The winter approaching means a rash of potholes chewing through roads, making for hazardous driving conditions.

As a result, an engineering team from the University of Leeds in England is aiming to program an army of repair drones to fly around and swoop down on roads with potholes, repairing them as they go. The University won a $6.4 million grant to carry through its project.

"We want to make Leeds the first city in the world to have zero disruption from street works," Professor Phil Purnell, of the University's School of Civil Engineering, said in a press release to Fast Coexist. "We can support infrastructure which can be entirely maintained by robots and make the disruption caused by the constant digging up the road in our cities a thing of the past."

To accomplish this, the school will deploy three different kinds of robots. According to Fast Coexist, the University is planning for its group of "Perceive and Patch" robots to scope out roads with potholes and repair them on the spot. If only they were available in New York City.

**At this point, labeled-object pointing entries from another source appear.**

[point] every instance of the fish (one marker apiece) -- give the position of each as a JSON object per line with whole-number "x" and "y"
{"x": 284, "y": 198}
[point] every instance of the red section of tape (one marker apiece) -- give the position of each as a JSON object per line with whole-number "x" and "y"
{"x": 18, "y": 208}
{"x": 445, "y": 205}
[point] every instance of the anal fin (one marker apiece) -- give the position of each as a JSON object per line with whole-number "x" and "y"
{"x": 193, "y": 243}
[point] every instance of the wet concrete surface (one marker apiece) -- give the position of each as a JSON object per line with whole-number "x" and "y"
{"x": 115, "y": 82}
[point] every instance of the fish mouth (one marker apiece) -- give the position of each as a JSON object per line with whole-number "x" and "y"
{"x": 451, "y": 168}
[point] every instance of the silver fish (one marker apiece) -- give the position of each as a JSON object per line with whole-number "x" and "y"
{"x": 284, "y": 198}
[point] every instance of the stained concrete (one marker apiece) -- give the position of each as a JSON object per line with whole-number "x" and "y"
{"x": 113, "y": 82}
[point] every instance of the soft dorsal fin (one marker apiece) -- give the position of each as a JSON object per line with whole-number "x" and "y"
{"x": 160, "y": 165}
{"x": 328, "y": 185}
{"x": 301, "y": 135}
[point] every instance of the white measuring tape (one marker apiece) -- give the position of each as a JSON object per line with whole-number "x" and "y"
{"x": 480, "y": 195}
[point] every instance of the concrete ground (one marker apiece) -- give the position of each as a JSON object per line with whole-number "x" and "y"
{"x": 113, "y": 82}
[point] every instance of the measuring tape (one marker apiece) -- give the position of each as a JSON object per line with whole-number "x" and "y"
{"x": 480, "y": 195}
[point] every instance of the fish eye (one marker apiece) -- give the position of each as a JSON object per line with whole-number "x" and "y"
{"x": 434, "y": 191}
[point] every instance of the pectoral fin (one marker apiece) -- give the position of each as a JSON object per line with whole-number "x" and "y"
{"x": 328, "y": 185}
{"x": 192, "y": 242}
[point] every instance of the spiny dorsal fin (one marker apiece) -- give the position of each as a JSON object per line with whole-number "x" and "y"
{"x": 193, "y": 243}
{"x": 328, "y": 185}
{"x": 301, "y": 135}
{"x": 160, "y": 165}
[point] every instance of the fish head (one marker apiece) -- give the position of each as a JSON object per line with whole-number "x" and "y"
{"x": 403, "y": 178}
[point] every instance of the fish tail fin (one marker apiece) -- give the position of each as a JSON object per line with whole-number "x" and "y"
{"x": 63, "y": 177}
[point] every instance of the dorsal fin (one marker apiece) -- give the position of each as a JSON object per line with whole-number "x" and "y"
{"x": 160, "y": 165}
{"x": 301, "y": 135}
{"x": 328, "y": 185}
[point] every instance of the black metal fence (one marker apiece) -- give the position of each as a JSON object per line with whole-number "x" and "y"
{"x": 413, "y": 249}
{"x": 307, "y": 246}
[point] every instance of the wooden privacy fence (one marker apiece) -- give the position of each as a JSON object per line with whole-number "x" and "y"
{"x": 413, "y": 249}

The engineering team is also working on "Perch and Repair" robots to fix high infrastructure like street lamps and its "Fire and Forget" drones to go underground to work on everything from pipes to metering and inspections.

"Our robots will undertake precision repairs and avoid the need for large construction vehicles in the heart of our cities," Rob Richardson of Leeds University's National Facility for Innovative Robotic System, said in the same release. "We will use the unique capabilities of our robotic facility to make new, more capable robots."